Preventing Card Skimming Attacks

Credit and debit-card skimming scams have proliferated in recent years and the PCI Security Standards Council’s (PCI SSC) new guidelines hope to help retailers combat skimmers. But are they enough? The PCI Council’s guidelines focus on risk assessments and self-evaluation forms to help retailers evaluate their overall susceptibility. The guidelines also instruct retailers on how to educate employees that handle the POS devices, as well as how to prevent and identify device compromise.

According to Chris Paget, a security researcher, PCI SSC’s guidelines fail to address key problems that arise with malicious merchants stealing the data and with POS equipment that was tampered at the factory. The latter refers to supply chain attacks, which require a great deal of coordination and were previously thought only be possible with the involvement of a nation state. Security experts believe that terminals should have, at a minimum, intrusion protection technology that disables the hardware if opened; encryption technology; and a way to sound an alarm if an event occurs. Additionally, customers and not merchants should be the ones to swipe their card at the scanner…

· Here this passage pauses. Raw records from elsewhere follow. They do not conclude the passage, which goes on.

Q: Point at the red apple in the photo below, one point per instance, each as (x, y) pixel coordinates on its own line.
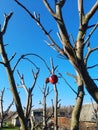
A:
(53, 79)
(47, 80)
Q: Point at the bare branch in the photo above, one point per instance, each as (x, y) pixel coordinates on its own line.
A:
(89, 53)
(49, 8)
(90, 34)
(61, 3)
(24, 56)
(80, 10)
(35, 75)
(93, 10)
(90, 67)
(22, 81)
(68, 84)
(7, 17)
(12, 57)
(9, 107)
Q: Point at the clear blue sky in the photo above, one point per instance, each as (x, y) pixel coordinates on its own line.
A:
(24, 36)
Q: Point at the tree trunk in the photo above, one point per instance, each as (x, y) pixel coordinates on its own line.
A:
(13, 86)
(56, 108)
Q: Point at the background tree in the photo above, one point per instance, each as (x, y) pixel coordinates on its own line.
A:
(75, 54)
(3, 113)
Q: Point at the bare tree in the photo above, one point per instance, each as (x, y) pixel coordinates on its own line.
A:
(75, 54)
(28, 108)
(3, 113)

Card-Not-Present Fraud in China Set to Increase Dramatically

The Chinese online payment market is predicted to increase dramatically and so is the card-not-present (CNP) fraud. According to Retail Decisions and Chinabank Payment, the online payment market will total $78.7 billion, while by 2012, estimates suggest the market will total $244 billion. If the past six months is any indication then China will be in for a rough ride. For example, in the past six months there has already been a 60 percent growth in CNP fraud for China’s airline industry. Chinese airlines and other industries must adopt more rules and sophisticated fraud detection tools if they hope to battle this increasingly prevalent problem.

ACH Internet Bill Payments May Displace Traditional Checks In 2010

According to Digital Transactions, Internet based e-check traffic is approaching the transaction volume of traditional paper-based bill payments. If the current rate continues web-based check payments could surpass paper checks in 2010. Internet bill payments amounted to 94% of the paper based alternative during the second quarter. This compares to 62% in 2005, 64% in 2006, 65% in 2007 and 78% in 2008, according to NACHA’s findings. Additionally, back office conversion, which allows retailers or their processors to convert checks to ACH transactions in their back offices, posted a 288% gain from 2008’s second quarter.

Warning - ACH & Small to Medium Businesses are Being Targeted by CyberCriminals

Brian Krebs of the Washington Post stated the Financial Services Information Sharing and Analysis Center had indicated Eastern European cyber gangs are stealing millions from small to medium businesses through online banking fraud. Unfortunately, many of the victims fail to report the crime out of fear that they won't be able to recover losses from their bank. The victims suffered from malicious software being planted on company owned Microsoft Windows PCs, which allowed fraudsters to obtain sensitive online bank information. The fraudsters then wire money to accomplices in the United States who then wire the money to the fraudsters overseas. The fraudsters’ use of the ACH network has become of critical concern because of the lack of controls it employs. For example, if I conduct a large fraudulent transaction with a credit card then a red flag will pop up, but if I did the same transaction with an ACH payment it would go undetected.

In a dramatic example, Dwelling House Savings and Loan Association failed after cyberthieves siphoned off $3 million in an ACH scam.